Quien siga el llamado de ir más adentro penetrará en la segunda morada. Aquí tendrá que resistir con perseverancia a las seducciones del mundo y se producirán encarnizados combates. Gracias a la fe y al auxilio de Dios, podrá salir victorioso.
Habiendo entrado en la tercera morada, se deja atrás la dura lucha de la segunda y se puede experimentar el deleite de la vida interior y la oración. Sin embargo, aquí se corre el peligro de esperar recompensas especiales de Dios por haber vencido en las fuertes batallas. Por tanto, hay que tener cuidado con la soberbia espiritual y no pensar que se ha progresado mucho, ya que entonces uno se vuelve incorregible. La humildad será la sabia guía. En esta morada no solo hay que renunciar a los bienes y seducciones mundanos, sino también a exigir recompensa a Dios.
Una vez atravesadas las tres primeras moradas, se habrán sentado los cimientos para que, si Dios lo quiere, pueda comunicar al alma también cosas sobrenaturales. Pero estas deben considerarse siempre un don gratuito y no un mérito.

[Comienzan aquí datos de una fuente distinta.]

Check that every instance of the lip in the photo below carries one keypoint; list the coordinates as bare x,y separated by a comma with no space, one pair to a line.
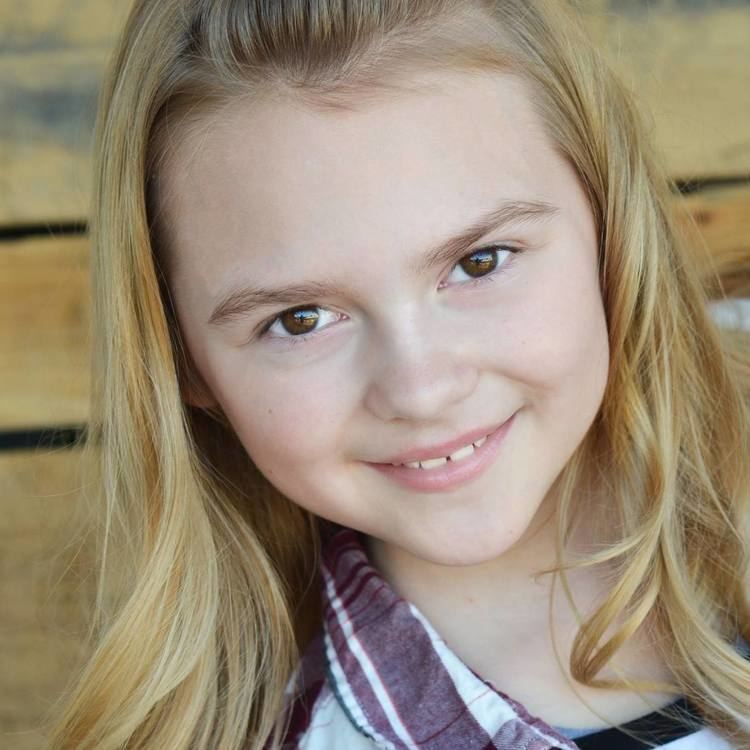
452,474
443,449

Hablaremos de estas últimas moradas en alguna otra ocasión.
Escúchanos, Dios Salvador nuestro, para que así como nos regocijamos en la festividad de tu santa virgen Teresa, así también seamos alimentados con el sustento de su celestial doctrina e instruidos con el afecto de su piadosa devoción. Por Nuestro Señor Jesucristo.